第12話「国王の裁定と独立特区」
「頭が高い! 控えよ!」
近衛騎士団の声に、蔦に絡まれたままの傭兵たちも、呆然としていたガルドも、慌てて平伏した。
カイもクワを置いて片膝をつく。
タラップから降り立ったフェルディナンド国王は、病み上がりとは思えない力強い足取りでカイの元へと歩み寄った。
その背後には、心配そうに見守るリゼの姿もあった。
「其方が、カイ・アルトか」
「はい、お初にお目にかかります」
「楽にせよ。余は其方に礼を言いに来たのだ」
国王は自らの手でカイを立たせた。
そして、周囲の惨状――蔦に巻かれた兵士、涙目の傭兵、そしてベルの巨体――を見て、感心したように頷いた。
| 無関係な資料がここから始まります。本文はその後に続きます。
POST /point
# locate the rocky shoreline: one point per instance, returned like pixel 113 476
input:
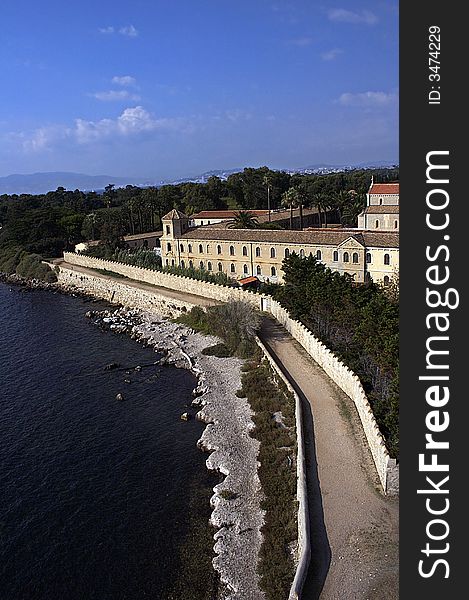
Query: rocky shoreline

「見事な防衛戦だ。死者を出さず、これだけの数を制圧するとは。そのドラゴンも、実によく躾けられている」
『躾ケテハナイ。パートナーダ』
ベルが横から口を挟むが、国王は動じることなく微笑んだ。
「左様か。無礼を許せ、古の賢竜よ」
度量の広い王だ。
そして国王は、震えるガルドを見下ろした。
「ガルド・アルト。其方の行いは目に余る。私利私欲のために兵を動かし、国の恩人を害そうとした罪、万死に値する」
「へ、陛下! お慈悲を! 私はただ、家のための……!」
「黙れ。領地を枯らし、民を飢えさせた責任も重い。本日をもってアルト辺境伯家を取り潰し、領地は王家の直轄とする」
「そ、そんな……!」
ガルドは白目を剥いて気絶した。
自業自得だ。
カイは兄に対して同情はしなかったが、実家がなくなることに一抹の寂しさは感じた。
だが、それは過去との決別でもある。
「さて、カイ殿」
国王はカイに向き直った。
「其方には、救国の英雄として爵位を与えたい。王都に屋敷を用意し、宮廷魔導師筆頭の地位を用意しよう」
破格の待遇だ。
リゼが期待に満ちた目でカイを見ている。
だが、カイの答えは決まっていた。
「ありがたいお話ですが、辞退させていただきます」
「ほう? なぜだ?」
「俺は農家です。王都の煌びやかな生活より、土の匂いがするここが好きなんです。それに、俺の野菜はこの土地で、俺の手で育てないと意味がない」
宮廷に入れば、政治の道具にされる。
自由な農業ができなくなる。
それはカイにとって死を意味する。
国王はカイの目をじっと見つめ、そしてハハハと笑った。
「欲のない男だ。だが、そこが良い」
国王は宣言した。
「ならば、この一帯を『王立特別農業特区』と認定する。アルト領から独立した、其方の自治領だ。税は免除。その代わり、其方の作った作物を、優先的に王家と取引せよ」
「それなら、喜んで」
カイは笑顔で頷いた。
これ以上ない条件だ。
誰にも邪魔されず、公的に認められた自分だけの城。
「リゼ、引き続き流通は頼むぞ」
「はい! 任せてください、特区の管理人としてバリバリ稼ぎますから!」
リゼがガッツポーズをする。
こうして、死の荒野を巡る争いは幕を閉じた。
悪は去り、正義(と美味しい野菜)が勝ったのだ。